California District Court Finds Anti-Bootlegging Statute Constitutional
This decision granted a motion by intervenor the United States to reconsider a motion to dismiss granted on December 21, 2004, in the United States District Court for the Central District of California by the late Judge William Rea. Plaintiffs' claim that defendants violated 17 USC § 1101(a)(3), an anti-bootlegging statute (“the Statute”) with no durational limit on its protection, had been dismissed because the court found that the statute was “copyright-like” and therefore unconstitutional because it violated the "for limited Times" requirement of the Copyright Clause of the Constitution. By way of background, “’[b]ootlegging’ is ‘the making of an unauthorized copy of a commercially unreleased performance,’ and is distinct from ‘piracy,’ which is an unauthorized duplication of an authorized recording.” Moghadam, 175 F.3d at 1272 n.3 (citation and internal quotation marks omitted). The Court granted the motion to reconsider because it found proper Constitutional authorization for the statute in the Commerce Clause, and, since the statute is authorized by another part of the Constitution, there is no need for this admittedly "copyright-like" statute to conform to the "limited Times" requirement of the Copyright Clause. The Court vacated the previous order finding the statute unconstitutional and denied defendants' motion to dismiss the claim based on the anti-bootlegging statute.In this decision affirming the statute's constitutionality, the Court relied on the research and reasoning provided in two conflicting opinions from other jurisdictions concerning a related criminal statute, United States v. Moghadam, 175 F.3d 1269 (11th Cir. 1999) and United States v. Martignon, 346 F. Supp. 2d 413 (S.D.N.Y. 2004). Moghadam found the criminal anti-bootlegging statute constitutional, while Martignon found the criminal anti-bootlegging statute unconstitutional. The Court organized its analysis into two separate questions: "(a) did Congress have the power to enact the anti-bootlegging legislation? and (b) if so, is the legislation ‘fundamentally inconsistent’ with the Copyright Clause?”

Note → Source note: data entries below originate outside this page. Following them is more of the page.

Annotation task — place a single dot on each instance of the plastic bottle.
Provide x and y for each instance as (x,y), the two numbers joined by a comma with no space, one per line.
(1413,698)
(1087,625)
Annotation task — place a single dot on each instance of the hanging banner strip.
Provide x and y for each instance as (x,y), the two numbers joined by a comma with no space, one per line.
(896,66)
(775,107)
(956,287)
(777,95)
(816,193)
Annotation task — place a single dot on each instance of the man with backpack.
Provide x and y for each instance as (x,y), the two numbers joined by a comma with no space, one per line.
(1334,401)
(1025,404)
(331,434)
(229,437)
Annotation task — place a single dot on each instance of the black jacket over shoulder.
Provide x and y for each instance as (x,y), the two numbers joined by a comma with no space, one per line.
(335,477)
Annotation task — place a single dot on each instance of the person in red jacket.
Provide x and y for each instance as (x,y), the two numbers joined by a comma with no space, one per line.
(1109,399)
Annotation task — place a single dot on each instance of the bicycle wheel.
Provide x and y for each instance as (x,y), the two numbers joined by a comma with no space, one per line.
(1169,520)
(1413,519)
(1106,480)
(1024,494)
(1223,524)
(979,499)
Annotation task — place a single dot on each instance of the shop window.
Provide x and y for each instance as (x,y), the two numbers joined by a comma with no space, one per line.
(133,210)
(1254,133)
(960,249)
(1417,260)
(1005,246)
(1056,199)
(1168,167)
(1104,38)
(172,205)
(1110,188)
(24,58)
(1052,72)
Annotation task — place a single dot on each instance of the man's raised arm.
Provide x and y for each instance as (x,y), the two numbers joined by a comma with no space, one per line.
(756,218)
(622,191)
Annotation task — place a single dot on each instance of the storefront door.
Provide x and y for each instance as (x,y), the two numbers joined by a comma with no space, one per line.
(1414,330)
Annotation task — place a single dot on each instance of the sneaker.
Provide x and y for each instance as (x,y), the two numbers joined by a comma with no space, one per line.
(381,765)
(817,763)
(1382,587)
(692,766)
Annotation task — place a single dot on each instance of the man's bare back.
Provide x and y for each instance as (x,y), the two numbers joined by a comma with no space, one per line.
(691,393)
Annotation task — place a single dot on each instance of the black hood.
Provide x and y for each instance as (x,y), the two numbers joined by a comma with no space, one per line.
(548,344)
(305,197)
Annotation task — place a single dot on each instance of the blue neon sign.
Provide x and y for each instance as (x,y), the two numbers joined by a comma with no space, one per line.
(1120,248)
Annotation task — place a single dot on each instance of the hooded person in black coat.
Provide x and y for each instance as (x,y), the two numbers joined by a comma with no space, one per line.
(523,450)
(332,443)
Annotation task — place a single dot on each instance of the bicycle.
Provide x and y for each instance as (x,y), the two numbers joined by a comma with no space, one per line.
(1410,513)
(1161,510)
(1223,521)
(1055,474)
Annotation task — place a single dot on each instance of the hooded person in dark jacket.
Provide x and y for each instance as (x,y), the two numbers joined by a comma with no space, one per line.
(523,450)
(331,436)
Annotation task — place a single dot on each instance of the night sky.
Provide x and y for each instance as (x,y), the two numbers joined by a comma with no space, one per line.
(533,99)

Internet service provider’s forum selection clause that requires California residents to travel to Georgia to recover small sums
The California Court of Appeals for the Second Appellate District found that the forum selection clause in defendant EarthLink, Inc.’s (“EarthLink”) membership contract, which would have required consumers (in this case, putative class plaintiff California residents), to travel 2,000 miles to Georgia in order to recover claims of $40 to $50, is unenforceable because it is unreasonable as a matter of law. Additionally, the Court held that the contract’s class action waiver was procedurally unconscionable because it took the form of an adhesion contract with no opportunity to opt out, and also substantively unconscionable, because, if the allegations were found to be true, EarthLink would have been cheating numerous customers out of small sums of money. The case arises out of a class-action suit brought by plaintiff Ozgur Aral (“Aral”), who alleged that EarthLink began charging him for his DSL line on the date that he ordered the service, even though he did not receive the equipment necessary to utilize the service until five weeks afterwards. As part of his user agreement with EarthLink, Aral agreed that any claim related to the agreement would be adjudicated in arbitration, governed by Georgia law and held in Atlanta, Georgia. The agreement also contained a clause that precluded class action suits.